In this paper, we provide the first investigation into adaptive combinatorial experimental design, focusing on the trade-off between regret minimization and statistical power in combinatorial multi-armed bandits (CMAB). While minimizing regret requires repeated exploitation of high-reward arms, accurate inference on reward gaps requires sufficient exploration of suboptimal actions. We formalize this trade-off through the concept of Pareto optimality and establish equivalent conditions for Pareto-efficient learning in CMAB. We consider two relevant cases under different information structures, i.e., full-bandit feedback and semi-bandit feedback, and propose two algorithms MixCombKL and MixCombUCB respectively for these two cases. We provide theoretical guarantees showing that both algorithms are Pareto optimal, achieving finite-time guarantees on both regret and estimation error of arm gaps. Our results further reveal that richer feedback significantly tightens the attainable Pareto frontier, with the primary gains arising from improved estimation accuracy under our proposed methods.

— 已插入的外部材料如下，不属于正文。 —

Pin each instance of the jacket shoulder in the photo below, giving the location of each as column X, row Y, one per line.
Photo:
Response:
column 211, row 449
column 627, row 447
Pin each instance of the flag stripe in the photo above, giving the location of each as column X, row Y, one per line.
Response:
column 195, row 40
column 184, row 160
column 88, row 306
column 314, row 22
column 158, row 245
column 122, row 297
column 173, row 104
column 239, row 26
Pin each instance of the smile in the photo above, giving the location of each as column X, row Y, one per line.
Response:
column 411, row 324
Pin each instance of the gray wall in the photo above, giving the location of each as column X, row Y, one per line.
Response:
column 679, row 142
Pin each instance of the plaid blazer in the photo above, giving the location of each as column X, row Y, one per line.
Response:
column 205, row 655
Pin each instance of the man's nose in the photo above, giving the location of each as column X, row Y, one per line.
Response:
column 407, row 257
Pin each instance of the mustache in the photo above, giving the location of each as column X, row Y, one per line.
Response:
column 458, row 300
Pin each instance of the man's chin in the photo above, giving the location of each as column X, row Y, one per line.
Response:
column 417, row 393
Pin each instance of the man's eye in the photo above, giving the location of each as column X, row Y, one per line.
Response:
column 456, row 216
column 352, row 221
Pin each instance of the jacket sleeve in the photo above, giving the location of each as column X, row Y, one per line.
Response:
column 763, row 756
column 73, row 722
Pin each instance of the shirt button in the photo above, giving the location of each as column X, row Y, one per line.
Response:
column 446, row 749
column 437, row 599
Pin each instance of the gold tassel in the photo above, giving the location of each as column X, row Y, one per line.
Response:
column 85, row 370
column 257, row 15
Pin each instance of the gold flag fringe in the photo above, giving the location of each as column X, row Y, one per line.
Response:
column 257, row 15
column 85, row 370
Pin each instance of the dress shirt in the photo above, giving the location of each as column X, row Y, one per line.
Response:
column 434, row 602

Taken together, these findings establish a principled framework for adaptive combinatorial experimentation in multi-objective decision-making.
研究动机与目标
- Motivate the study of regret versus inference trade-offs in combinatorial bandits (CMAB).
- Formalize Pareto optimality as a framework for balancing regret and reward-gap estimation.
- Develop Pareto-optimal algorithms for two feedback models (full-bandit and semi-bandit).
- Provide finite-time guarantees for both regret and estimation errors under each feedback regime.
提出的方法
- Model CMAB with base arms and super arms under full-bandit and semi-bandit feedback.
- Define Pareto optimality and Pareto frontier to capture trade-offs between regret and estimation error.
- Develop MixCombKL for full-bandit feedback using KL-divergence guided online stochastic mirror descent on a simplex embedding.
- Develop MixCombUCB for semi-bandit feedback using a UCB-based approach with an initialization phase and an optimization oracle.
- Provide finite-sample bounds for estimation errors of super-arm gaps and base-arm gaps, and regret bounds for both algorithms.
- Establish necessary and sufficient conditions for Pareto optimality and relate richness of feedback to frontier tightness.
实验结果
研究问题
- RQ1What is the trade-off between regret minimization and statistical power for estimating reward gaps in CMAB?
- RQ2Can Pareto optimal policies be characterized and achieved in CMAB under different feedback regimes?
- RQ3How do full-bandit and semi-bandit feedback impact the Pareto frontier and learning guarantees?
- RQ4What are the finite-time estimation and regret guarantees for MixCombKL and MixCombUCB?
- RQ5What are the necessary and sufficient conditions for Pareto optimality in CMAB settings?
主要发现
- MixCombKL achieves Pareto-optimal trade-offs under full-bandit feedback with finite-time gap estimation guarantees and regret bounds.
- MixCombUCB achieves Pareto-optimal trade-offs under semi-bandit feedback with finite-time gap estimation guarantees and regret bounds.
- Semi-bandit feedback yields a sharper Pareto frontier than full-bandit feedback due to improved estimation accuracy, while regret scales similarly under the proposed algorithms.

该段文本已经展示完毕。